ZERO!(4 votes)- The Multiplication Property of 0 tells us that any number times 0 = 0. If you turn that into an equation, you have:

x*0 = 0, where "x" is any number.

Solve the equation and your got x = 0/0. So, 0/0 can be made to equal any number. Since there is no single agreed upon solution, we say that 0/0 is indeterminate.(8 votes)

- If 0 x 5 = 0 then I divide both sides by 0, 0/0 = 5. So,

0 x y = 0, y = 0/0, so nothing divided by nothing can be anything?(4 votes)- Essentially, yes. This is why 0/0 is considered indeterminate - there is no single agreed upon solution.(5 votes)

- Could 0/0 be equal to aleph-null?(6 votes)
- No, it can be anything. Btw aleph null is undefined as it is an infinity(∞)(1 vote)

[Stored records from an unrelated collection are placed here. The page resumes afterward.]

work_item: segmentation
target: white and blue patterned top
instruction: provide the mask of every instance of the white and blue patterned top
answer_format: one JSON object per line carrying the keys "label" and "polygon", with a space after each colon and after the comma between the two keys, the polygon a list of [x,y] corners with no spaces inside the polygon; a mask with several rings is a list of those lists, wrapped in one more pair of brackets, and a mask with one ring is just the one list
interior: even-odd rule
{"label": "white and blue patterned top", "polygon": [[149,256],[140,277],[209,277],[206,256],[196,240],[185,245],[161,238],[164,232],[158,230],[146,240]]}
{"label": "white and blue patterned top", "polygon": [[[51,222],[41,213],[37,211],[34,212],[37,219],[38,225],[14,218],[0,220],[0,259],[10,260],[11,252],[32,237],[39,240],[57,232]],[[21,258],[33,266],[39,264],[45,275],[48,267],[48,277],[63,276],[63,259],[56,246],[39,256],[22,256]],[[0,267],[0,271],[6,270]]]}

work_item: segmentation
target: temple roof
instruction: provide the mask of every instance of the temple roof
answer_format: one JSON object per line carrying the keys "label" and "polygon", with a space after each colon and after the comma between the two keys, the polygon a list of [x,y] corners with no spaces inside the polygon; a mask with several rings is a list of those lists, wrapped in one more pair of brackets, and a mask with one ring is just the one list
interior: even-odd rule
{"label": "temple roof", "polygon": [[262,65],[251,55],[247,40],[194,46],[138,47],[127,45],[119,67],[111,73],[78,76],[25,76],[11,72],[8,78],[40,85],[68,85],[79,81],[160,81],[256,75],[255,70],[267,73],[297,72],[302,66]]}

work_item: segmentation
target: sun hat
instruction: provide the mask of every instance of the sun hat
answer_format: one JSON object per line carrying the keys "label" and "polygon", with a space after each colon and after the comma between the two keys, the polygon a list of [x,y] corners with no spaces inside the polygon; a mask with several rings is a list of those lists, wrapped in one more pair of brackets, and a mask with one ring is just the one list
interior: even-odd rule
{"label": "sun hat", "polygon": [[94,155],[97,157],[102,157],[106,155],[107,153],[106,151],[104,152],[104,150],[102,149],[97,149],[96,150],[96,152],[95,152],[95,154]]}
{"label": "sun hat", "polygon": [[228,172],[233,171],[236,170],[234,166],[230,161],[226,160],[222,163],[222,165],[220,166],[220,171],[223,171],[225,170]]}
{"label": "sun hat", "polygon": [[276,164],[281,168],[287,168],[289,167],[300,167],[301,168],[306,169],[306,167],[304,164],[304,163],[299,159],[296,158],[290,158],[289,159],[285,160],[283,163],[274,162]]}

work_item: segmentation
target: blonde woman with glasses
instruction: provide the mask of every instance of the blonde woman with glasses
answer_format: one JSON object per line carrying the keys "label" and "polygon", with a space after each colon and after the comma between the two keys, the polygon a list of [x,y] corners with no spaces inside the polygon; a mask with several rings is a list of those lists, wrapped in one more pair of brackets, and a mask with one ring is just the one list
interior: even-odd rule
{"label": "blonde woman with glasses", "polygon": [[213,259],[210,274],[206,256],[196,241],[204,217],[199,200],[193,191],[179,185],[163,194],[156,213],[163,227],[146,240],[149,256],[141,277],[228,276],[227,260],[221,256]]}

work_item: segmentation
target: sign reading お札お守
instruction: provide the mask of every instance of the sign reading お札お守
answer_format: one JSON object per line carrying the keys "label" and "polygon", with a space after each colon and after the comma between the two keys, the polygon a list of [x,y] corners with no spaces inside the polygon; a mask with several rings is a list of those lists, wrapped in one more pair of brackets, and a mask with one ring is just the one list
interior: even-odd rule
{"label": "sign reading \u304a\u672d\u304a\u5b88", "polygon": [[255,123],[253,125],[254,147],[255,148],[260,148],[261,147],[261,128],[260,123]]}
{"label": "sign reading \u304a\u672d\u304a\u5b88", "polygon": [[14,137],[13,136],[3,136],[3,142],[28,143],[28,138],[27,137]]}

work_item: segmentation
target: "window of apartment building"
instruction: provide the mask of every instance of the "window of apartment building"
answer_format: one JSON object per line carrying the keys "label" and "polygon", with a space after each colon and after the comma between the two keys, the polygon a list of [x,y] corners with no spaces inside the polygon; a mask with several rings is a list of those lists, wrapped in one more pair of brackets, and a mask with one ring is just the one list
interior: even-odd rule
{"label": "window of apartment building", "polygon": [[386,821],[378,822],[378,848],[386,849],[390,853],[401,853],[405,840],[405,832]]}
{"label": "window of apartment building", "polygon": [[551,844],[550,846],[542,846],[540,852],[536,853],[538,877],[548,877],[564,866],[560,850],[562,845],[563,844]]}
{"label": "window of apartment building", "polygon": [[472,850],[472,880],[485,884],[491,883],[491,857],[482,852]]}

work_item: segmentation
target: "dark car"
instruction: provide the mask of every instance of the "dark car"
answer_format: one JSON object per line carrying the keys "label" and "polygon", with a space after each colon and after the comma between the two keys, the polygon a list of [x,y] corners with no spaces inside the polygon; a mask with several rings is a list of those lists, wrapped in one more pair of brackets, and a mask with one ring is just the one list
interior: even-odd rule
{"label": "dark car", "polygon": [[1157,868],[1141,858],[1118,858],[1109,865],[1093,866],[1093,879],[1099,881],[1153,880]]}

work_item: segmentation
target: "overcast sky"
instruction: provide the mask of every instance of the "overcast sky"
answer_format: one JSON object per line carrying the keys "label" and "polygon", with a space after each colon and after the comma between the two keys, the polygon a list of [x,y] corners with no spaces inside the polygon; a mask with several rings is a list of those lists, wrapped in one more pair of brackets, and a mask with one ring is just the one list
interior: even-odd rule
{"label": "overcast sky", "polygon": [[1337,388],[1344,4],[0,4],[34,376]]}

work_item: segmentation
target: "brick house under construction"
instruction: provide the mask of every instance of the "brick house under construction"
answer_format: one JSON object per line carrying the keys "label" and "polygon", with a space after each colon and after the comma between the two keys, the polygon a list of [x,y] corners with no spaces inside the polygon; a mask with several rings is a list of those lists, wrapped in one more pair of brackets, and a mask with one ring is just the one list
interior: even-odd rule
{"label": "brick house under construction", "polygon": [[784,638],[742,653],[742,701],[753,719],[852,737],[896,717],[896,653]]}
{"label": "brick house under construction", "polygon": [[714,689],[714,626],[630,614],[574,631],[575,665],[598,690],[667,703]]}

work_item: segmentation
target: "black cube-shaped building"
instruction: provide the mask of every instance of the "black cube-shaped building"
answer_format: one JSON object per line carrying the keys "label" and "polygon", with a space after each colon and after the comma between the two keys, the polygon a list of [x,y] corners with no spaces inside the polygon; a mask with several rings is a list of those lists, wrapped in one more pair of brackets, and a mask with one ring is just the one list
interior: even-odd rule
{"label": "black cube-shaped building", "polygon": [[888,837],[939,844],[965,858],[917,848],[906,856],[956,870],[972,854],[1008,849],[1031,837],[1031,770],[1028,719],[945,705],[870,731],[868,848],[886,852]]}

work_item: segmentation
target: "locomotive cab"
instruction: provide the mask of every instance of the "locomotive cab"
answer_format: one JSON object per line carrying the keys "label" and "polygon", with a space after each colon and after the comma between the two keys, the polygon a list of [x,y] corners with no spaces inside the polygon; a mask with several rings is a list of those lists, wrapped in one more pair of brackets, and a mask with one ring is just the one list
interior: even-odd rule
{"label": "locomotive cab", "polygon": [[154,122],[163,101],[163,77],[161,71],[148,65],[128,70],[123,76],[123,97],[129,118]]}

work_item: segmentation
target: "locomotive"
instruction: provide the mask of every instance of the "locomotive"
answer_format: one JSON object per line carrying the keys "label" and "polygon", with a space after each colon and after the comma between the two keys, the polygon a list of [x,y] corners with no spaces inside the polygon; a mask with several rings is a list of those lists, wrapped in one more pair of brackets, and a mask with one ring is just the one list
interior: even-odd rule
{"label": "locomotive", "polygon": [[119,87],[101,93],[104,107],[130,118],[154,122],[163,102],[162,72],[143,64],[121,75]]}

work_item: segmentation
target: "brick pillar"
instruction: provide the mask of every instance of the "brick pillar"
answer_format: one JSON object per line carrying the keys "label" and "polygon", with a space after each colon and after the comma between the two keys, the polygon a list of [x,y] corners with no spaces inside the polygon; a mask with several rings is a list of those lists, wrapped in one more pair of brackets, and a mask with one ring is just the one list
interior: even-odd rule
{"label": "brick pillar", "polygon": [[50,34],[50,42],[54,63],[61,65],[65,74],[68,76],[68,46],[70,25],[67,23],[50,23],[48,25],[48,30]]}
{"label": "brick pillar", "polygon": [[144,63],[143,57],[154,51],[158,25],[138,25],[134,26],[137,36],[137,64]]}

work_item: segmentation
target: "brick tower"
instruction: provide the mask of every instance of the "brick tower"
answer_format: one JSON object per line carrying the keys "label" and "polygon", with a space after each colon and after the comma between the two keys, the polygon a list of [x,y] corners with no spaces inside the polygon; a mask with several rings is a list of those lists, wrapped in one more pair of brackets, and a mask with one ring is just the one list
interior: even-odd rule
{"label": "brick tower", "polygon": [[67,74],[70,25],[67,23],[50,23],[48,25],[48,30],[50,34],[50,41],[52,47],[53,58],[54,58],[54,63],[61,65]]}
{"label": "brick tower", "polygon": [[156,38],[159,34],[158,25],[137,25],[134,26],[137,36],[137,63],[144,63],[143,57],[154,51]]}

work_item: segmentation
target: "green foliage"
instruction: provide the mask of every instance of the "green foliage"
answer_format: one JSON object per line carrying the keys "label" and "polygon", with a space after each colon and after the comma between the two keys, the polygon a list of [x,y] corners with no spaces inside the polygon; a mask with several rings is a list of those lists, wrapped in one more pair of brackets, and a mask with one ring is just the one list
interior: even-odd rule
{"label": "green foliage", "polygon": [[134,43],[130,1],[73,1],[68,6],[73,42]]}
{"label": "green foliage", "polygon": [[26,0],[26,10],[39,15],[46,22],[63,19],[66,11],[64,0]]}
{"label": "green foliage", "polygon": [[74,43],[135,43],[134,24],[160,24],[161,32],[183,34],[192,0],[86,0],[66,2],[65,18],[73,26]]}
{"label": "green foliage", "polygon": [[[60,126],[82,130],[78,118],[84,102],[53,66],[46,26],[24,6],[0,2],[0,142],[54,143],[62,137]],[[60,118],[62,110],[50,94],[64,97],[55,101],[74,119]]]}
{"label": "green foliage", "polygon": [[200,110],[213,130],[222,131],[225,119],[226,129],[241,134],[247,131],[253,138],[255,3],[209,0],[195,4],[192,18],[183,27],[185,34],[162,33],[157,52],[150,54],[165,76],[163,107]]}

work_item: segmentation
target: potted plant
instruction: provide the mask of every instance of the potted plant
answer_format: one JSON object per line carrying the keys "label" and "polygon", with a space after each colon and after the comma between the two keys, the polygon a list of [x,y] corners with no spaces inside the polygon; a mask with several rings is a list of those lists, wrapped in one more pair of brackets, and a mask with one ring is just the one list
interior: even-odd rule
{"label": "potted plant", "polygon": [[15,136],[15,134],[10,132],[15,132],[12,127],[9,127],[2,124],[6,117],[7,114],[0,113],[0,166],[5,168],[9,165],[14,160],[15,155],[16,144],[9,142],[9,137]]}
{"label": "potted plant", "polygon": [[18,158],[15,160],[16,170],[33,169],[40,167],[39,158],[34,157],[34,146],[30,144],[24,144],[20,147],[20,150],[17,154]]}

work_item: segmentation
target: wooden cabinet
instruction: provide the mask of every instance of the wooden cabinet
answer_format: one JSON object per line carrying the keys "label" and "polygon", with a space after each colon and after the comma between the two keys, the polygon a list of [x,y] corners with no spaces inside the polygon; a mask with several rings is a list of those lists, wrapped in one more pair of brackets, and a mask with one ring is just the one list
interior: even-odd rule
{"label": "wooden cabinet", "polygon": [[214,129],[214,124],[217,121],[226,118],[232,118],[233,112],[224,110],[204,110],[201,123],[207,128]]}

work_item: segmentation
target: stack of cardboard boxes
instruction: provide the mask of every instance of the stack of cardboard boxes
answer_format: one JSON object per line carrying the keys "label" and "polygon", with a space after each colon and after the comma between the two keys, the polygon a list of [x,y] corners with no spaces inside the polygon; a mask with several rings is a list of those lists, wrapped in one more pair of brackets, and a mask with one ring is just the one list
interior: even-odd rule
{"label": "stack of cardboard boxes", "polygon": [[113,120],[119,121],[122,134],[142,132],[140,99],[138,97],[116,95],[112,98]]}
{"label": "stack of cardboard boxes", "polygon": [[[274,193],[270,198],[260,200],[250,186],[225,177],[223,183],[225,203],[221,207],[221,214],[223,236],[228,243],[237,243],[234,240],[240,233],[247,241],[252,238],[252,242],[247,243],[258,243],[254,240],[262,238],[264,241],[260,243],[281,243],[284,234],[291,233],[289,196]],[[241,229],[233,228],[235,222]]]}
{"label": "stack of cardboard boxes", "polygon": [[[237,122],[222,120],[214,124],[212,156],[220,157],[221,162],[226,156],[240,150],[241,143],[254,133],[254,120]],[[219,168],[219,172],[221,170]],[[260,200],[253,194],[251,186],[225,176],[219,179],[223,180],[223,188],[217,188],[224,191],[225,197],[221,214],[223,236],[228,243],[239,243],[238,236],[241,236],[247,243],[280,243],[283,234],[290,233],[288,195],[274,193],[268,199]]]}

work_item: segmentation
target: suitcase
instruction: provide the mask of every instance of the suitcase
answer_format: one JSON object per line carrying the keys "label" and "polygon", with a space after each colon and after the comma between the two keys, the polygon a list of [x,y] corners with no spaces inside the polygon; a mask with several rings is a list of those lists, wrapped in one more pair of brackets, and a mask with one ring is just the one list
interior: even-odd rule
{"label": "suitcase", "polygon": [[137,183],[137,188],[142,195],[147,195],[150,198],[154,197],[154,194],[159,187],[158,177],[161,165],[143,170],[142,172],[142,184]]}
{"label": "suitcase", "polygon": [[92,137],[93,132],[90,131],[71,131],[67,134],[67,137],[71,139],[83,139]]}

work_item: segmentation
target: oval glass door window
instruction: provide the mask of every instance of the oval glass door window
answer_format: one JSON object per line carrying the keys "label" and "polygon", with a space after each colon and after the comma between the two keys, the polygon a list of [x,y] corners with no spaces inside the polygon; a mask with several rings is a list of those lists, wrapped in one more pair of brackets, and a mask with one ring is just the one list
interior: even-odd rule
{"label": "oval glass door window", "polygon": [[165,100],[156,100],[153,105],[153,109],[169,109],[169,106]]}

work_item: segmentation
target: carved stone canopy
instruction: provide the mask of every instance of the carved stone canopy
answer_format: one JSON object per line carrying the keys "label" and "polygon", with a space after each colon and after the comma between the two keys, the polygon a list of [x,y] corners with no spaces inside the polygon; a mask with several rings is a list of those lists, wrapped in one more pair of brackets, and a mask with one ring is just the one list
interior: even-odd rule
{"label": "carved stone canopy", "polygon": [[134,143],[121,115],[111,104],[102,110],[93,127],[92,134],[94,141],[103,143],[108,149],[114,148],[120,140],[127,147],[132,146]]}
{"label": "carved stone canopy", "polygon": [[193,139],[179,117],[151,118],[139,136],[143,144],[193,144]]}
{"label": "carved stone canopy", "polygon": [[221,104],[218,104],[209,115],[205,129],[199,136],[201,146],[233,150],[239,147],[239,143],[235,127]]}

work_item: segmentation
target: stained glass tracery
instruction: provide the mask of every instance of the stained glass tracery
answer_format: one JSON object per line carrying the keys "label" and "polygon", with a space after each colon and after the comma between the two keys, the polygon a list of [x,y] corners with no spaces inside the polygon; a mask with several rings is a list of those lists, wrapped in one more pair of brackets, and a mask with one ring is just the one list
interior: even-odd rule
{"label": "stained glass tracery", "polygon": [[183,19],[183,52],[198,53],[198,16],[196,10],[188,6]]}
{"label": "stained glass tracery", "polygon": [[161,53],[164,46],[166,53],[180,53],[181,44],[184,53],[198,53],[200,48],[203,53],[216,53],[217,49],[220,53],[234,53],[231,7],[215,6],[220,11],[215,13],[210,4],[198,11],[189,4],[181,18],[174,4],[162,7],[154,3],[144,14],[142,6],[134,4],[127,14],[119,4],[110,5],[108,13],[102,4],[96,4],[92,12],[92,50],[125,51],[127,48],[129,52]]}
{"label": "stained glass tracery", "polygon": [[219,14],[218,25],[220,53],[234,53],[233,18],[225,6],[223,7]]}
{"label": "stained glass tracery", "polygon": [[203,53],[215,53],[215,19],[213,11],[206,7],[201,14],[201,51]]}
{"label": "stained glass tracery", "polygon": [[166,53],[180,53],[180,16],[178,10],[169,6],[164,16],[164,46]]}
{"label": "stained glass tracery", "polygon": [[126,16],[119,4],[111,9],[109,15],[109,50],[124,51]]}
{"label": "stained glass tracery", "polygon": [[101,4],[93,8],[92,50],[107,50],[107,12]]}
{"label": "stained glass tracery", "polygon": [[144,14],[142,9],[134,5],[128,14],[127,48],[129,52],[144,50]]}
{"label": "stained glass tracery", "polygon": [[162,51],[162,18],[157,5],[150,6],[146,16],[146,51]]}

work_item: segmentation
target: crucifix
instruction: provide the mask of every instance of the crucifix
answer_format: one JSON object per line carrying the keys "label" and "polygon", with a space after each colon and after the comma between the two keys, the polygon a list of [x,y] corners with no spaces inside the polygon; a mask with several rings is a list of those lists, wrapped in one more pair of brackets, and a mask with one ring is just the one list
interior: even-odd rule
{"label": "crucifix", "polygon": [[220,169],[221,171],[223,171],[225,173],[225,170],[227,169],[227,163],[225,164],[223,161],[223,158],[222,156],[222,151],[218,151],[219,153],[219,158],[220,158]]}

- What? At2:21wouldn't 0/0 be left as indeterminate, not undefined?(3 votes)
- "What? At2:21wouldn't 0/0 be left as indeterminate, not undefined?" It is about time logicians go for solving the sum and they are the same as undefined means undefinable(5 votes)

## Video transcript

In the last video we saw why when we take any non-zero number divided by zero why mathematicians have left that as being undefined. But it might have raised a question in your brain. What about zero divided by zero? Isn't there an argument why that could be defined? So we're gonna think about zero divided by zero. Well there's a couple of lines of reasoning here. One, you could start taking numbers closer and closer to zero and dividing them by themselves. So for example, you take 0.1 divided by 0.1. Well that's gonna be one. Let's get even closer to zero: 0.001 divided by 0.001. Well, that also equals one. Let's get super close to zero: 0.000001 divided by 0.000001. Well once again, that also equals one. And it didn't even matter whether these were positive or negative. I could make these negative and I'd still get the same result. Negative this thing divided by negative this thing still gets me to one. So based on this logic you might say, "Hey, well this seems like a pretty reasonable argument for zero divided by zero to be defined as being equal to one. " But someone could come along and say, "Well what happens if we divide zero by numbers closer and closer to zero; not a number by itself, but zero by smaller and smaller numbers, or numbers closer and closer to zero." And so they say, "For example, zero divided by 0.1, well that's just going to be zero. Zero divided by 0.001, well that's also going to be to zero. 0 divided by 0.000001 is also going to be equal to zero." And it didn't matter whether we were dividing by a positive or negative number. Make all of these negatives, you still get the same answer. So this line of reasoning tells you that it's completely legitimate, to think at least that maybe zero divided by zero could be equal to zero. And these are equally valid arguments. And because they're equally valid, and frankly neither of them is consistent with the rest of mathematics, once again mathematicians have left zero divided by zero as undefined.